Avec Non ou la vaine gloire de commander, sorti en 1990, le réalisateur Portugais Manoel de Oliveira propose une fresque historique, presque philosophique sur l’héritage du Portugal. Une critique acerbe de la guerre et d’un impérialisme belliqueux.
Retracer en 1h50 près de 2000 ans d’histoire et d’héritage portugais. Voici le pari un peu fou qu’entreprend Manoel de Oliveira, avec son film Non ou la vaine gloire de commander. Une ambition presque démesurée, aux ressorts pourtant on ne peut plus simples. En pleine guerre d’indépendance de l’Angola en 1974, un groupe de soldats portugais s’interroge sur la violence, les conflits et le patriotisme. Leur chef, le sous-lieutenant Cabrita, ancien professeur d’histoire, se lance alors dans le récit des défaites les plus cuisantes de son pays.
Sorte d’officier-philosophe, Cabrita nous plonge alors dans les limbes de l’histoire portugaise, du légendaire chef lusitanien Viriate (au deuxième siècle avant J.C) jusqu’au roi Sébastien Ier (commandant de la bataille des Trois Rois en 1578). Le cadre immersif et réaliste du camion militaire, où la discussion se déploie, laisse régulièrement la place à de grands champs de bataille épurés, lors des nombreux flashbacks. Musique mystique et plans très larges, le tout est bien loin de l’esthétique hollywoodienne de la guerre. La violence y est moquée, ridiculisée. Les soldats, cloués au sol, tombent comme des playmobils face aux lances adverses, ou aux boulets de canons, projetés à une vitesse comiquement faible. Manoel de Oliveira nous propose ici une vision profondément anti-héroïque de la guerre.

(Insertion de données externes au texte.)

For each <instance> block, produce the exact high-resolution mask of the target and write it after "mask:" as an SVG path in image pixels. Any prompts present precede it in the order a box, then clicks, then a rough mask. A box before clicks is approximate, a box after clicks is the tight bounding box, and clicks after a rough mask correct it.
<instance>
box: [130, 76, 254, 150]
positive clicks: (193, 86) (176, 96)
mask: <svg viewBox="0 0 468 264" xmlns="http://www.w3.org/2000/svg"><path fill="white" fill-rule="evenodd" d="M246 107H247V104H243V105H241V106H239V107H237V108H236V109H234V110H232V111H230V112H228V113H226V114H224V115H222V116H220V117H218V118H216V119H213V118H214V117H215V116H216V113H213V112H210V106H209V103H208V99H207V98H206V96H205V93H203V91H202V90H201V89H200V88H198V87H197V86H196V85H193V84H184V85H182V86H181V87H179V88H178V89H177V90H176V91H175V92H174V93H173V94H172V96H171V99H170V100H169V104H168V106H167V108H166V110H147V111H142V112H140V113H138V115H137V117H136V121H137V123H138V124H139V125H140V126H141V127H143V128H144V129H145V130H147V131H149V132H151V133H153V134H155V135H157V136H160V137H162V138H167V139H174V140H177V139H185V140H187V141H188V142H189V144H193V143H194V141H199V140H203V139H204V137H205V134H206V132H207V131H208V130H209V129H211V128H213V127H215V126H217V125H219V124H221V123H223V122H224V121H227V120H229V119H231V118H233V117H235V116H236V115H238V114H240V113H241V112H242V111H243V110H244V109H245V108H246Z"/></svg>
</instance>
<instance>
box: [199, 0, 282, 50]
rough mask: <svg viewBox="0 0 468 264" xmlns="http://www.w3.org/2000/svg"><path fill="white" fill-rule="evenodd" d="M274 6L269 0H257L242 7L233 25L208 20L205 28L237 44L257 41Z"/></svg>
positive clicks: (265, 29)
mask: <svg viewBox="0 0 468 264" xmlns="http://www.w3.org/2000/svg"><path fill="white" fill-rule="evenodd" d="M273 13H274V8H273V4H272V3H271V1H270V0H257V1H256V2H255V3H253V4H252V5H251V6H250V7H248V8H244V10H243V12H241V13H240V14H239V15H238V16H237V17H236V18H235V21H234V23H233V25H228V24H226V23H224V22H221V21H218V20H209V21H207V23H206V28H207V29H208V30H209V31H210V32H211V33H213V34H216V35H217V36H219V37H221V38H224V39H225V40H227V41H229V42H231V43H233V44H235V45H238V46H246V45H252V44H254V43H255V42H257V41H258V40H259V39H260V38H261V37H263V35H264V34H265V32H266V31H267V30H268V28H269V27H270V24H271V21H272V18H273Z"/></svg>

Une histoire très européenne
Scène après scène, nous assistons non seulement à une série d’échecs militaires mais aussi à la faillite d’un projet d’empire. Le roman national y est taillé en pièces. Le lieutenant Cabrita le répète, comme porte-parole du cinéaste portugais, l’important ce ne sont pas les victoires ou les conquêtes, qui servent un nationalisme vain et meurtrier, mais bien les “legs”, ce que le Portugal laissera à l’Histoire universelle. Une postérité longuement discutée dans une forme d’intimité, grâce à des plans très rapprochés des soldats. Le tout porté par des dialogues efficaces.
Cette histoire universelle, presque mythifiée comme héritage de l’Humanité toute entière est, malgré tout, une histoire très européenne, bien silencieuse sur le colonialisme et la domination occidentale. Les découvertes de Vasco de Gama, comme celles de Christophe Colomb, y sont contées comme l’an 0 d’un monde extra-européen.

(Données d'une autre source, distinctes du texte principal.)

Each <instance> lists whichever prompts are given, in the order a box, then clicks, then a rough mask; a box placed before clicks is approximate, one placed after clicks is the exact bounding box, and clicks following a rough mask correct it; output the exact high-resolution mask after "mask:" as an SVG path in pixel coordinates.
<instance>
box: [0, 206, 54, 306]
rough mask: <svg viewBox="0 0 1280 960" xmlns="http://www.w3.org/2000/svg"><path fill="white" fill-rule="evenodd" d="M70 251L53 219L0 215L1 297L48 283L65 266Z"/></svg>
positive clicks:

Alors que l’intrigue principale se déroule en pleine guerre d’indépendance de l’Angola, l’ancienne colonie portugaise est réduite à une forme de concept lointain. Les Angolais sont des ombres. Pendant quelques secondes, un combattant blessé crie, à l’agonie, puis sort du champ. Ce sera la seule apparition de la réalité coloniale.

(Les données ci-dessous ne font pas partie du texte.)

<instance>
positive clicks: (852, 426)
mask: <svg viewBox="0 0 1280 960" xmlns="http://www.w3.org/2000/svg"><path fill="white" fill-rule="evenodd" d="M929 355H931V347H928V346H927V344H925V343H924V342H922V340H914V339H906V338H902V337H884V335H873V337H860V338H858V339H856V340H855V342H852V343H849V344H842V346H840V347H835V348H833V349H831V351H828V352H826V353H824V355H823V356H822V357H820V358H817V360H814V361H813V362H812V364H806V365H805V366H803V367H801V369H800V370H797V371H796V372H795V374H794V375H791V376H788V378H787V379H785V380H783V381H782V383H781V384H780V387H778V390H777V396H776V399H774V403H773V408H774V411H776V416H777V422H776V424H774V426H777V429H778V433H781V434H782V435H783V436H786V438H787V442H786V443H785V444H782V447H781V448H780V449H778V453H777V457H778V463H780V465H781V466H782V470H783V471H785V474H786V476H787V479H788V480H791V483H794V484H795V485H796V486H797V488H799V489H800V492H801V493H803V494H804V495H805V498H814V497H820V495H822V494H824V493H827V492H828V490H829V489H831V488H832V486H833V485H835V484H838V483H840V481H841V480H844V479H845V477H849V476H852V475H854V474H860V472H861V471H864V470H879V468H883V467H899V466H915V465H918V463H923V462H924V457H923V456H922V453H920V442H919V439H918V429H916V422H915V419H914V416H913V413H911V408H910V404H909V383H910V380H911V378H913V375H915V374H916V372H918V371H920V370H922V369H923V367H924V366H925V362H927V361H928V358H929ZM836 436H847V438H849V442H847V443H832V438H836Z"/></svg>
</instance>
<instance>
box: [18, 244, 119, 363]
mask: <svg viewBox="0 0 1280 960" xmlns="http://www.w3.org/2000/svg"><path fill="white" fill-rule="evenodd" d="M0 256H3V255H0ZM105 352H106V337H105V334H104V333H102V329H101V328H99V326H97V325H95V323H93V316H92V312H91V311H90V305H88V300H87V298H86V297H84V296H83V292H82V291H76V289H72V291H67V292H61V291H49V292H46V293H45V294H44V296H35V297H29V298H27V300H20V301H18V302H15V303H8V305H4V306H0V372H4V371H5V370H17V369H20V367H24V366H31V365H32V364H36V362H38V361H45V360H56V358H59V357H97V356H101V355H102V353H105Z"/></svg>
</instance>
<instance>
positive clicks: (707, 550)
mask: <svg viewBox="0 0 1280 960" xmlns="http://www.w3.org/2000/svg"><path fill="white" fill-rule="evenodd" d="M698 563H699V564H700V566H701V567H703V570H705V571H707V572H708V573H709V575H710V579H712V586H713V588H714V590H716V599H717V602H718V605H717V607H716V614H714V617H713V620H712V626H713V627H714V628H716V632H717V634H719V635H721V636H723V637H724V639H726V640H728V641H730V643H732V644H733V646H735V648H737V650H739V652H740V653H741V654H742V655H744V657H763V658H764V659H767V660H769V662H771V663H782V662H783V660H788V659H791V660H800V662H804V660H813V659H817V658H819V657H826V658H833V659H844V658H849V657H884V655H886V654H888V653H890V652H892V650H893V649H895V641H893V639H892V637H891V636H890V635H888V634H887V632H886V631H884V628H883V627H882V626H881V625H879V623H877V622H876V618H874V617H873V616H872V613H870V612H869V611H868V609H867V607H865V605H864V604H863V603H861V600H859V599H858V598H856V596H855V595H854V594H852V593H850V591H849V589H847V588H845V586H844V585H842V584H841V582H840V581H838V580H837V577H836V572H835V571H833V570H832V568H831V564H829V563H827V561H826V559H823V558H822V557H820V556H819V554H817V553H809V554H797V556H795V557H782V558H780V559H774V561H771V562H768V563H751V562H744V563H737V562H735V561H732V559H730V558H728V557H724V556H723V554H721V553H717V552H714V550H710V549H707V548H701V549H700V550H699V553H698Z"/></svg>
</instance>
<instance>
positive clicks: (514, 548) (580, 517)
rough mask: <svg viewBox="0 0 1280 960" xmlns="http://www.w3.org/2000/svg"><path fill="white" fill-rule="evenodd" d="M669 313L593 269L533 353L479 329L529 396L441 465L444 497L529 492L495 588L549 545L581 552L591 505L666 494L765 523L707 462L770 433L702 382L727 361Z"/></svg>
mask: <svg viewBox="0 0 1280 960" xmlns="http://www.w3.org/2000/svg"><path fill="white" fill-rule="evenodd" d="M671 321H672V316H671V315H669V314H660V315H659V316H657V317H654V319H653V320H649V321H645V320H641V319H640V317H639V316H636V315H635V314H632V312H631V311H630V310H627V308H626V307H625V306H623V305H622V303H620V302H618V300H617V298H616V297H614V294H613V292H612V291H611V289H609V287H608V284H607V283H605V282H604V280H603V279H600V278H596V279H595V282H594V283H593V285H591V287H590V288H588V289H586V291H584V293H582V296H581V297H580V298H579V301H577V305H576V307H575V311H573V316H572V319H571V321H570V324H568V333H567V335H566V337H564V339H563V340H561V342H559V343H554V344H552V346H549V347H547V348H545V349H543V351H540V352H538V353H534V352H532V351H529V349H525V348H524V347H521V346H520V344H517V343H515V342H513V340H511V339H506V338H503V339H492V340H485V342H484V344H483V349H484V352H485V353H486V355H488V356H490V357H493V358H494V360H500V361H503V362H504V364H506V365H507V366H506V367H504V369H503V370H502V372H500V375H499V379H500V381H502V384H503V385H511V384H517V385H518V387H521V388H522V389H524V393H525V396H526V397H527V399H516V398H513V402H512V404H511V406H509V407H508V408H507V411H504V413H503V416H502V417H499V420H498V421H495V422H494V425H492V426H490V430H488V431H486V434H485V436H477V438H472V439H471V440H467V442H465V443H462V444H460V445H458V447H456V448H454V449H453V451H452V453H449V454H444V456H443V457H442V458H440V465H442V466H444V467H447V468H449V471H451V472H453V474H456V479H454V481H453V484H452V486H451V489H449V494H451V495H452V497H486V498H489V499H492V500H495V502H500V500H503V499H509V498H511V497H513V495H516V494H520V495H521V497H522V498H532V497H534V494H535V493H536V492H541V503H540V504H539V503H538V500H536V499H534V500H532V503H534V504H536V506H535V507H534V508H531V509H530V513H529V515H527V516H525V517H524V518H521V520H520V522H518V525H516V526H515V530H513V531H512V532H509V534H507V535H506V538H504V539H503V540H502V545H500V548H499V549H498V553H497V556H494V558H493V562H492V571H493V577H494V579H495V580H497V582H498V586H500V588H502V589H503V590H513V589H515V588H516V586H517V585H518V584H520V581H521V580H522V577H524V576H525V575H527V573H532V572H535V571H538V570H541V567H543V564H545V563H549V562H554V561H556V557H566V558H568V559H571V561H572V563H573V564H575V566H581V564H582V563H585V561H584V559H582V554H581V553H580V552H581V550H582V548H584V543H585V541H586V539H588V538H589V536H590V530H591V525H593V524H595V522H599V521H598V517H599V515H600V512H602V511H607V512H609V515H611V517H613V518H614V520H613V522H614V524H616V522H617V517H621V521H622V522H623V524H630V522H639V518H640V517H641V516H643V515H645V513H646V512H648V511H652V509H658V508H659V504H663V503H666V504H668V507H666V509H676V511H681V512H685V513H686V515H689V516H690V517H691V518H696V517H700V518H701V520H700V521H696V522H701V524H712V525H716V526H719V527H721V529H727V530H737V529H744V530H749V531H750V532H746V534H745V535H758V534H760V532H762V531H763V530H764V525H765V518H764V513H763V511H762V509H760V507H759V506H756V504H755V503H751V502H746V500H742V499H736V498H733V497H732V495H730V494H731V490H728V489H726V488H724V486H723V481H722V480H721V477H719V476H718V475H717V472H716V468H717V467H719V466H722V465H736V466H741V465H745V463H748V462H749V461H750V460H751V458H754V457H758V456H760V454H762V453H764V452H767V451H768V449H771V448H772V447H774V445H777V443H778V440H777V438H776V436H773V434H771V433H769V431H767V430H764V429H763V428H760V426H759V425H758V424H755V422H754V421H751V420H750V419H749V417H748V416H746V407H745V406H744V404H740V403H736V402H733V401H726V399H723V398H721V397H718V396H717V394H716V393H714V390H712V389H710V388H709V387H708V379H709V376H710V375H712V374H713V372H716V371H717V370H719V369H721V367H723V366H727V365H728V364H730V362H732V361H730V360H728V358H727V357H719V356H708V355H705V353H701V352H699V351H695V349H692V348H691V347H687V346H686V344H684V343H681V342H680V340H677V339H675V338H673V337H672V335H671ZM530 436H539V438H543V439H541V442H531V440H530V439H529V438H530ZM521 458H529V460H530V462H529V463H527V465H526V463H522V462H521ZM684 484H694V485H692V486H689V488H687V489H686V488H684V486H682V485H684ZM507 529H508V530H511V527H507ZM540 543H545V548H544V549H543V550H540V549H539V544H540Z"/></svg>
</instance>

Difficile d’accabler son réalisateur, qui affichait déjà 82 ans au compteur en 1990. Mais en 2024, ses impensés résonnent. Un décalage frappant dans cette fresque historique à la vision supposément universelle. Témoignage d’un fossé entre deux époques
Marius Joly
Non, ou la vaine gloire de commander, de Manoel de Oliveira, Portugal, 1h52, 1990.